Al-Qaida, ISIS and other such violent groups have nothing to do with Islam, goes the narrative.

But Hamed Abdel-Samad, an Egyptian-born political scientist and author who emigrated to Germany, insists otherwise, arguing one need only examine the sacred texts and the founder of Islam.

“ISIS is doing nothing different than Muhammad and his successors, at the time,” Abdel-Samad said in a talk show on the Austrian ServusTV channel. “They brought an ideology into the world, using weapons and the subjugation of peoples.

He said that as an Egyptian, he “would never have been born a Muslim if Muhammad’s successors had not behaved like ISIS does.”

“The same holds true for Morocco, Iran, and, in fact, anywhere Islam spread. The entire history of Islam is a history of conquest,” he said.

His comments were translated and reported by the Middle East Media Research Institute.

He addressed the contention that “Islamophobia” is the cause of terrorism.

“Many Muslims from every Muslim country joined ISIS,” he pointed out. “The first group came from Saudi Arabia. I don’t think Islamophobia exists there. The second group came from the middle class of Tunisia. There is not much Islamophobia there either.
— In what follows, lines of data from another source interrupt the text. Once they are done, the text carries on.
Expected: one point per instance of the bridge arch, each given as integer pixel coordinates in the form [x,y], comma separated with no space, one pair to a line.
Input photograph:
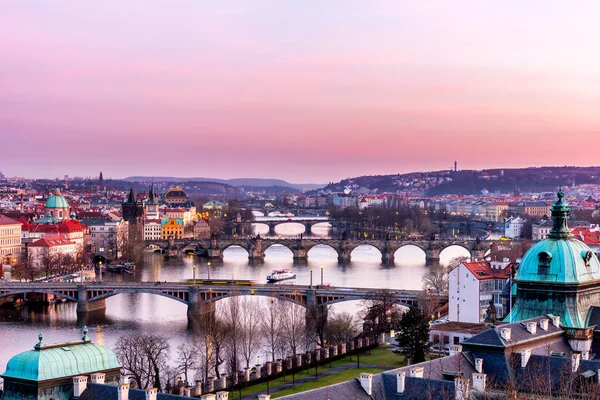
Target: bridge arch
[182,296]
[68,294]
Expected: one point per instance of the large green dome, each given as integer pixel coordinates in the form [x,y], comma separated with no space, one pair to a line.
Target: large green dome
[56,201]
[565,260]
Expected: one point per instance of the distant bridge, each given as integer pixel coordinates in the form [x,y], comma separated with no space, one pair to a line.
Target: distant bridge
[256,247]
[201,299]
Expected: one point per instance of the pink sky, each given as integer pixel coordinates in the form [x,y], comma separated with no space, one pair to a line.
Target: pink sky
[308,91]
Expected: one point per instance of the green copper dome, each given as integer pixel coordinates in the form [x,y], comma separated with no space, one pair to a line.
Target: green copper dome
[559,275]
[56,201]
[61,361]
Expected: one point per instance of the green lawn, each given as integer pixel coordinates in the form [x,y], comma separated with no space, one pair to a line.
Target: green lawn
[329,380]
[380,356]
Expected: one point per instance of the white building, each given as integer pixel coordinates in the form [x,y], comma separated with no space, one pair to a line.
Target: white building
[41,249]
[472,285]
[513,227]
[152,229]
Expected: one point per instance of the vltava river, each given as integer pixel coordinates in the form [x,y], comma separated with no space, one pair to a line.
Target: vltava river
[127,313]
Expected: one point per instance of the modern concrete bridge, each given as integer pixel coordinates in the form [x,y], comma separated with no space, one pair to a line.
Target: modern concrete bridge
[201,299]
[256,246]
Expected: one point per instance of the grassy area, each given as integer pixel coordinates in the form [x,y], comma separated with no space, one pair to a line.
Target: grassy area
[329,380]
[381,356]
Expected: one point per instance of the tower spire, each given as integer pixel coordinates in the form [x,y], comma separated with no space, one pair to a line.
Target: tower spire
[560,216]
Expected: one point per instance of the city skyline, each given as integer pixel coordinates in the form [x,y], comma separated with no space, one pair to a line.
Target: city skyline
[306,92]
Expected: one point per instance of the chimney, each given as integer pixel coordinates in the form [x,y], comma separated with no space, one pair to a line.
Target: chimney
[98,378]
[416,372]
[366,381]
[479,365]
[479,380]
[575,357]
[151,393]
[531,327]
[556,321]
[79,385]
[222,395]
[455,349]
[400,382]
[525,354]
[461,388]
[123,391]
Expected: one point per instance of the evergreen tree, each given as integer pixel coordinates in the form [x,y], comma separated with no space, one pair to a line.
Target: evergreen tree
[413,335]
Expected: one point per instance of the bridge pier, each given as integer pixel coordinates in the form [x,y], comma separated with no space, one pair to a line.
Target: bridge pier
[199,311]
[84,305]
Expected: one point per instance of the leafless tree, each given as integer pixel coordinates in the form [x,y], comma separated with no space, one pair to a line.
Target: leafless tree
[250,328]
[143,356]
[271,326]
[341,328]
[187,359]
[293,324]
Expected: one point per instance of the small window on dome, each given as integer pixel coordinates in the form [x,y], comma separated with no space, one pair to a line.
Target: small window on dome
[587,257]
[544,260]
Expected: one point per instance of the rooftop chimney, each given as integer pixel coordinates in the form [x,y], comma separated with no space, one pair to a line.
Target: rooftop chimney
[98,377]
[151,393]
[531,327]
[400,379]
[525,354]
[479,365]
[556,321]
[575,357]
[123,391]
[366,381]
[79,385]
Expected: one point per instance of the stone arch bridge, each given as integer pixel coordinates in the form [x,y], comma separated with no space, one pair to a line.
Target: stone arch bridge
[256,247]
[201,299]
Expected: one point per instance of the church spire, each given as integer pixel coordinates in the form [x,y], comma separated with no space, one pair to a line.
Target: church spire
[132,195]
[560,216]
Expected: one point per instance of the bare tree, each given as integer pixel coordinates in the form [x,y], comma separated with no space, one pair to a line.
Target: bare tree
[142,356]
[250,328]
[187,359]
[341,328]
[271,326]
[293,324]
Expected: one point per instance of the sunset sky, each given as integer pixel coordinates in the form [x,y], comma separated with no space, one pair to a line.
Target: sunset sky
[307,91]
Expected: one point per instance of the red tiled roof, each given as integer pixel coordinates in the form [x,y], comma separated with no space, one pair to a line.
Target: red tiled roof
[482,270]
[51,242]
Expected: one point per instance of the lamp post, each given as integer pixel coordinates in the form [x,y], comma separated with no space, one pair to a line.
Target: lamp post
[321,275]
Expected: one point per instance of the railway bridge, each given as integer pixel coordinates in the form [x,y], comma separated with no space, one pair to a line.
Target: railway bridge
[201,299]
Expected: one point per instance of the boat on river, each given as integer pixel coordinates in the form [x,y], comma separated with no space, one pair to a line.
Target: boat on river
[280,275]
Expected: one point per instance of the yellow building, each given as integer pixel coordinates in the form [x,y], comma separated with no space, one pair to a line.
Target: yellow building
[10,240]
[171,227]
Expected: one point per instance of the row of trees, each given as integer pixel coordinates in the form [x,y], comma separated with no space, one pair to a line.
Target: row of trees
[246,328]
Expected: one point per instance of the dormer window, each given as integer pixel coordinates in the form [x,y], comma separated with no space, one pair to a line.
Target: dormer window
[587,257]
[544,260]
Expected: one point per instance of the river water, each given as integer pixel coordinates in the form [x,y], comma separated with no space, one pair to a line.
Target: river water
[128,313]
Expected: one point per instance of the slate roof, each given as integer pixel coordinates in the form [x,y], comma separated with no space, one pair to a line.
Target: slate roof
[95,391]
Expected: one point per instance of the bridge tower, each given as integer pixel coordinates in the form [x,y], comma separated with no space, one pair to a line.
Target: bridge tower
[84,305]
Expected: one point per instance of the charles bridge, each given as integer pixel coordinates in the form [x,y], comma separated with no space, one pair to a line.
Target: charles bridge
[256,246]
[201,299]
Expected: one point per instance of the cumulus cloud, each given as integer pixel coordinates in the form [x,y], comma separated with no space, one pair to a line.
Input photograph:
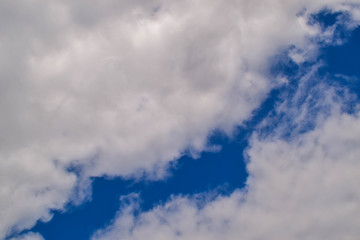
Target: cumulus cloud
[29,236]
[123,87]
[302,188]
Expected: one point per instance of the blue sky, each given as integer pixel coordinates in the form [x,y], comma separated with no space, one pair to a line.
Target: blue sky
[131,120]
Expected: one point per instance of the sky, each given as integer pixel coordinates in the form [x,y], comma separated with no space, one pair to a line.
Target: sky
[192,119]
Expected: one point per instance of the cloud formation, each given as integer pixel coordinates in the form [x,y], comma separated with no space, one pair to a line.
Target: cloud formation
[305,188]
[123,87]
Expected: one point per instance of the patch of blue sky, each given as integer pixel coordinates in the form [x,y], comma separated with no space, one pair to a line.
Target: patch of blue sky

“There is not a single Islamic country that is devoid of terrorism and of increasing radicalization,” he said. “Saying that the main and only reason (for terrorism), in your view, is that these young people face Islamophobia is not the way to solve the problem.”

Abdel-Samad said to solve the problem, teaching in mosques that encourages violent jihad must be curbed.

Many who fought for ISIS are returning to their home countries in Europe, he noted.

“And then we wake up and learn that one of them drove a truck into a crowd,” he said.

Such violent offenders, he suggested, should be put “before an international tribunal, and [society should] inflict harsh punishment on them.”

Abdel-Samad warned that violence is embedded deeply in Muslim culture, and it all comes from its founder.

“I am criticizing a man who has been dead for 1,400 years. He was married to 13 women. He waged 80 wars in the last eight years of his life. He took women as prisoners of war. Why should an enlightened person in the 21st century not criticize this man?” he said.